Jack Blakey, head of special prosecutions for the Cook County State’s Attorney’s Office, declined to comment about the bond hearing after reading a prepared statement about the charges.

Blakey said Senakiewicz identified himself as an anarchist and part of the Black Bloc movement and claimed several times he had bombs. At one point, Senakiewicz said he had “two homemade explosives that could blow up half of an overpass for a train and that he was holding off on using them until NATO,” Blakey said. Prosecutors said a search of Senakiewicz’s home did not turn up any explosives.

Blakey said Neiweem told an associate about a store where materials to make a pipe bomb could be purchased, then “pressed a piece of paper into the palm of the associate’s hand and stated that, if the associate obtained the items and brought them to his house, then they could create a bomb.”

On Saturday, Cook County Judge Edward S. Harmening set $1.5 million bonds for three other activists, all charged with terrorism conspiracy, possession of explosives or incendiary devices and providing material support for terrorism. Authorities accused the trio of possessing Molotov cocktails and planning or proposing attacks on President Barack Obama’s campaign headquarters, Mayor Rahm Emanuel’s home, four police stations and financial institutions downtown.

Prosecutors called those three defendants “self-proclaimed anarchists” and listed them as Jared Chase, 27, of Keene, New Hampshire; Brian Church, 22, of Fort Lauderdale, Florida; and Brent Betterly, 24, of Massachusetts.

Chase, Church and Betterly were among nine people arrested during a Wednesday night police raid in the Bridgeport neighborhood. The raid targeted the apartment of some leaders of Occupy Chicago, a group leading protests against the summit. Senakiewicz and Neiweem were arrested Thursday at other locations.

Prosecutors said all five cases stem from the same investigation.

Defense attorneys said authorities built all the cases using an informant duo — a man who went by the name “Mo” and a woman who went by “Gloves.” The attorneys said that the duo tried to manufacture crimes.

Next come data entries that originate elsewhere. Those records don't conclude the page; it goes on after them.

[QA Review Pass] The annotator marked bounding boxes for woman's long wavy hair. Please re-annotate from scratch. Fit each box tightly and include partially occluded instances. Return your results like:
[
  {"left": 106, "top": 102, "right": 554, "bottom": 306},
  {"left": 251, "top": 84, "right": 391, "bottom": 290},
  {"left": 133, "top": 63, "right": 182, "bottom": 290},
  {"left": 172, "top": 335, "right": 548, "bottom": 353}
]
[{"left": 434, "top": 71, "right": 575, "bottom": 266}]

Defense attorneys also claim that authorities targeted the activists for their political beliefs.

Court filings by prosecutors state that most of the defendants self-identify as anarchists. State’s Attorney Anita Alvarez, questioned Saturday about the relevance to the criminal case, answered that “some of the techniques that they were exhibiting all go in line with their beliefs.”

Another possible issue is the length of time authorities held the defendants before allowing them to go before a judge. The bond hearing for Senakiewicz and Neiweem did not occur until almost three full days after their arrests. Their attorneys say neither defendant had an earlier opportunity to see a judge.

Leonard Cavise, a DePaul University law professor, points to a 1991 judicial ruling. “The United States Supreme Court has said that the police have an obligation to get the defendant in front of a judge as soon as practically possible but not longer than 48 hours,” Cavise says. “The reason we have this 48-hour rule is because we want to get the person away from the police as soon as possible before they coerce a confession out of them.”

Violating that rule, Cavise adds, could lead a judge to throw out any confession from trial.

Sally Daly, a spokeswoman for the state’s attorney, insisted that Senakiewicz and Neiweem were held according to the law.